Constantius himself, it seems, did not reach Britain until it was all over, and the panegyrist claims he was welcomed by the Britons as a liberator. At some point following the island's recovery by the Empire, the Diocletian reforms were introduced: Britain as a whole became the Diocese of the Britains under the administration of the Prefecture of the Gauls, based in Augusta Treverorum (Trier), and was divided from two provinces into four or five.

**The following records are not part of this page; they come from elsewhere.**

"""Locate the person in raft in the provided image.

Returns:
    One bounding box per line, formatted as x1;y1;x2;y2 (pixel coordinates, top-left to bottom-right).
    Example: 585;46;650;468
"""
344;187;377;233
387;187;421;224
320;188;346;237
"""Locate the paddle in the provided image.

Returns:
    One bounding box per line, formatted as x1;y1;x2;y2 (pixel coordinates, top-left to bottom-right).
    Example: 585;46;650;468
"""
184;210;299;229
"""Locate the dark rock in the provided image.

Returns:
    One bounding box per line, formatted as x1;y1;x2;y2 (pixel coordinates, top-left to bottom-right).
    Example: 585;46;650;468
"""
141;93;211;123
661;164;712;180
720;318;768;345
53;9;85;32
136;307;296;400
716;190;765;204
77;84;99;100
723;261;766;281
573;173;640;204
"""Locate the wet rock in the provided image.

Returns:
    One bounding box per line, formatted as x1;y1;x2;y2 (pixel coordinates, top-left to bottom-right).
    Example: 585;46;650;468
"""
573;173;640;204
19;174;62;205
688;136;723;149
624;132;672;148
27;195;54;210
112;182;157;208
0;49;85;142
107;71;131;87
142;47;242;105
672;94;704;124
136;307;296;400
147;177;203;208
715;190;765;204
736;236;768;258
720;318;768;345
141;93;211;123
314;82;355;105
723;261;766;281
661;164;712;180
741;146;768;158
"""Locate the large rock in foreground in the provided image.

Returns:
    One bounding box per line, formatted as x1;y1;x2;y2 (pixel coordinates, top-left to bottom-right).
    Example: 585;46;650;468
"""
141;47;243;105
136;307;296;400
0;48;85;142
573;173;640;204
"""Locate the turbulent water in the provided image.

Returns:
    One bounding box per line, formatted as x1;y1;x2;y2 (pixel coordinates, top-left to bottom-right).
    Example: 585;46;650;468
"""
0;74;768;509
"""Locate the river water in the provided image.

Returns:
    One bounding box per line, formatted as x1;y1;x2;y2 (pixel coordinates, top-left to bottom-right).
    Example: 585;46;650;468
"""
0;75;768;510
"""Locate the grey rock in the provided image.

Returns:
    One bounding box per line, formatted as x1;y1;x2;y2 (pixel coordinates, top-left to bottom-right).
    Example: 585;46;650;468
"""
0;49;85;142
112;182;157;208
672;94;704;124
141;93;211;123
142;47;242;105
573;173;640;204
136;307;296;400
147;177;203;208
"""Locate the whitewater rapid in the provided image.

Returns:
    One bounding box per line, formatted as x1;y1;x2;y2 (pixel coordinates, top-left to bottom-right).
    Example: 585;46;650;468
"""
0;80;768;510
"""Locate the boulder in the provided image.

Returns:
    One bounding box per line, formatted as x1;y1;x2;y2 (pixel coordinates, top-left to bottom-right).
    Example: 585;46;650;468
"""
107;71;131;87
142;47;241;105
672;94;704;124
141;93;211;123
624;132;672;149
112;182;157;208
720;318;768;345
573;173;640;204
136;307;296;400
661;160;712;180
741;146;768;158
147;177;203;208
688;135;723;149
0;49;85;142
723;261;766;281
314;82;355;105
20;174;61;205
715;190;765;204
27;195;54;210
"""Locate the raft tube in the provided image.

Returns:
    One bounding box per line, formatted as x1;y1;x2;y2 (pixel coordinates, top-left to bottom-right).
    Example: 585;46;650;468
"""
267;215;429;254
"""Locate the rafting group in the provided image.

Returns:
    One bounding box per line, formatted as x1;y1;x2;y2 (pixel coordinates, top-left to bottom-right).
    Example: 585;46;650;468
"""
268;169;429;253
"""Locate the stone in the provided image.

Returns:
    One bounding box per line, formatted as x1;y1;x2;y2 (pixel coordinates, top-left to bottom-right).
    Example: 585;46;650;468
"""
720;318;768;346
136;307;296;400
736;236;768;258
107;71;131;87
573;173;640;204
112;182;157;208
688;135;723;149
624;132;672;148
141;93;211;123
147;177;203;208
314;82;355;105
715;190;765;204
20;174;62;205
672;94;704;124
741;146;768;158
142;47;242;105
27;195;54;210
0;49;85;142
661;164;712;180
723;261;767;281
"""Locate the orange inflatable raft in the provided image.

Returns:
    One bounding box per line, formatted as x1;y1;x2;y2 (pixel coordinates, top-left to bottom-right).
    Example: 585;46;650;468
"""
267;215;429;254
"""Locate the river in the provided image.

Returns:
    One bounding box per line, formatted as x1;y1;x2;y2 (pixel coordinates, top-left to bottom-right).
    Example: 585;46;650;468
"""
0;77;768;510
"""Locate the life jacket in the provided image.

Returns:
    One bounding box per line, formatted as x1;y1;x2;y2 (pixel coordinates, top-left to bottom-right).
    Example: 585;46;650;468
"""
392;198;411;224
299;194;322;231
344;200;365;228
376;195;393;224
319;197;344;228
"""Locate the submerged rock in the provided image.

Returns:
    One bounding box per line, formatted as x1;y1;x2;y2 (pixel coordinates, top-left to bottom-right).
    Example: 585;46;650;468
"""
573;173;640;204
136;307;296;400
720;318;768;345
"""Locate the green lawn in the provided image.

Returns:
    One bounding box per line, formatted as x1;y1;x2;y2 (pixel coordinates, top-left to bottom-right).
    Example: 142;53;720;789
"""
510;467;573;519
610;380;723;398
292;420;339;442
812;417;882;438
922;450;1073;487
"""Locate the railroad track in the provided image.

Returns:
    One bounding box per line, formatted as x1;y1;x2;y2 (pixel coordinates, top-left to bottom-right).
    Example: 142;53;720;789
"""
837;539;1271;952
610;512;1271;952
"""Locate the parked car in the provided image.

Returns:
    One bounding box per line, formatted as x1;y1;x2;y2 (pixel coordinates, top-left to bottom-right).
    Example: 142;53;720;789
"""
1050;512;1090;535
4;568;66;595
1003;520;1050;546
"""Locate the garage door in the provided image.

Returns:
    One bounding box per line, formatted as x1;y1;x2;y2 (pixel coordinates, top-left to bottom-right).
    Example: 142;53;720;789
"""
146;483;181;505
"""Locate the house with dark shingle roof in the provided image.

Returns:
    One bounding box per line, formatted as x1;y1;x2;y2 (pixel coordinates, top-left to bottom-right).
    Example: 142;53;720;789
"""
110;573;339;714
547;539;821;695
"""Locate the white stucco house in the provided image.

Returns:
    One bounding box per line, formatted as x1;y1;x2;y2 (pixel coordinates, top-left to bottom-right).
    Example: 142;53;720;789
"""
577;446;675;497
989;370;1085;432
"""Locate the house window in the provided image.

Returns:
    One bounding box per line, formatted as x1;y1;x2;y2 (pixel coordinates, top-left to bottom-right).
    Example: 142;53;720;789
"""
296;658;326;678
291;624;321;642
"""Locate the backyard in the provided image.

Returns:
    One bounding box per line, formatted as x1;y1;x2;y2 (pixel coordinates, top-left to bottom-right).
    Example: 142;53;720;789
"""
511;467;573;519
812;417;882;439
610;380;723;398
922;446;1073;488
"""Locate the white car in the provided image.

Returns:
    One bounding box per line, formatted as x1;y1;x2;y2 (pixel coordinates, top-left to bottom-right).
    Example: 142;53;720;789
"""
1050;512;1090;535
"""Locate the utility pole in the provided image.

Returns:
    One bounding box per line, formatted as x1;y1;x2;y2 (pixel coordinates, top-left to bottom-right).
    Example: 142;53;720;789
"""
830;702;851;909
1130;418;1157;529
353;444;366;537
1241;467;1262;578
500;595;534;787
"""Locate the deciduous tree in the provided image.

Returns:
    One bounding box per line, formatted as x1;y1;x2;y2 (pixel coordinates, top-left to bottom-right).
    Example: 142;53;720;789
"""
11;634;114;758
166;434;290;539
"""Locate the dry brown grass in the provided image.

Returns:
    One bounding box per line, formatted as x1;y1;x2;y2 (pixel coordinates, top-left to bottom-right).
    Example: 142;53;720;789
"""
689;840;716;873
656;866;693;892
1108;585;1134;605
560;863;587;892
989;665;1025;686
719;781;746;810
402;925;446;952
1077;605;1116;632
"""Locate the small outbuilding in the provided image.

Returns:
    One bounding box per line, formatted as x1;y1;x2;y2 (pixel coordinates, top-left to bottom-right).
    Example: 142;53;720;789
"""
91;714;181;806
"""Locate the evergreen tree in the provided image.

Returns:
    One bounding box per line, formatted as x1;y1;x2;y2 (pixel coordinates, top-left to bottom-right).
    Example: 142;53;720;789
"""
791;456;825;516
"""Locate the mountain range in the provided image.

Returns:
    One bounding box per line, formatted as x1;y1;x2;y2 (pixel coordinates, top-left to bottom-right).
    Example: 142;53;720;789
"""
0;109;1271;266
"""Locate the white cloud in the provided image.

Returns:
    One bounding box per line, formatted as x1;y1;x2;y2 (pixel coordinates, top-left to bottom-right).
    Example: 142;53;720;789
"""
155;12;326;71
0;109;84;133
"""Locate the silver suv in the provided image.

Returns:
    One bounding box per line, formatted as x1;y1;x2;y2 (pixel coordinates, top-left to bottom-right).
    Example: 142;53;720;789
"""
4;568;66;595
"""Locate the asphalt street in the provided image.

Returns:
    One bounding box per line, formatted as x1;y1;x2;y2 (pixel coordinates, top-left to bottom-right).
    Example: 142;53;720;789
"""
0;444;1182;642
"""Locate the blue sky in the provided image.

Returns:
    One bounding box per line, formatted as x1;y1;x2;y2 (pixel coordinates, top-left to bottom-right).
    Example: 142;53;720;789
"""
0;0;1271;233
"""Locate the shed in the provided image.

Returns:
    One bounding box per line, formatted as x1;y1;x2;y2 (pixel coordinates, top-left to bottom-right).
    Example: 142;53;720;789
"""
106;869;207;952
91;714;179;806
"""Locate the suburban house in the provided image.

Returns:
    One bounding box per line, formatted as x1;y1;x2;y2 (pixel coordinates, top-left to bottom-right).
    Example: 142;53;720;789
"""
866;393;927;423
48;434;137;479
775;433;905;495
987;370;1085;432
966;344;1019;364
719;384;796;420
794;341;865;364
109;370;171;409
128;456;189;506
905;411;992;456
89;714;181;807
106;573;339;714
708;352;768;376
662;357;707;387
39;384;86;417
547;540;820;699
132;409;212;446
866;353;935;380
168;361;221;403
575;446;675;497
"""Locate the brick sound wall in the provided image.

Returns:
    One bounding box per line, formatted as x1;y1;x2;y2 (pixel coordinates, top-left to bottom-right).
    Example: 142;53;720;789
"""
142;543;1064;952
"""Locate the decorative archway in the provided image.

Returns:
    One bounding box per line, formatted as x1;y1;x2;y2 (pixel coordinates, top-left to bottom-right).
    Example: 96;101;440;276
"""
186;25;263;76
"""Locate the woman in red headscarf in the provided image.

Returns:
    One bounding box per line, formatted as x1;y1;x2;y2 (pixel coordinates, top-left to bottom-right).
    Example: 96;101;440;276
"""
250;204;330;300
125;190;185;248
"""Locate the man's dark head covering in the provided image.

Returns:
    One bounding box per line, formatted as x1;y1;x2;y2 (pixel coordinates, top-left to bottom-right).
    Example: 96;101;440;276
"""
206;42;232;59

==Medieval British legend==
Carausius, Allectus, Asclepiodotus and Constantius appear in Geoffrey of Monmouth's Historia Regum Britanniae (1136) in distorted guise as rulers of Britain. Here, Carausius is a native Briton who persuades the Romans to give him a naval command and uses it to overthrow the king of Britain, Bassianus, or Caracalla. The Romans send Allectus with three legions to remove him, but Allectus proves an oppressive ruler, and Asclepiodotus, here a duke of Cornwall, leads a popular uprising to depose him. He defeats Allectus near London and besieges his last legion in the city. The Romans surrender on the condition that they are allowed safe passage out of Britain, which Asclepiodotus grants, but his allies, the Venedoti, behead them and throw their heads into the river Gallobroc. Ten years later Asclepiodotus is deposed by Coel, duke of Colchester, for his part in the persecution of Christians under Diocletian. The Romans send Constantius to negotiate with him. Coel agrees to pay tribute to Rome and gives Constantius his daughter Helena in marriage, and upon his death Constantius becomes the new king of Britain.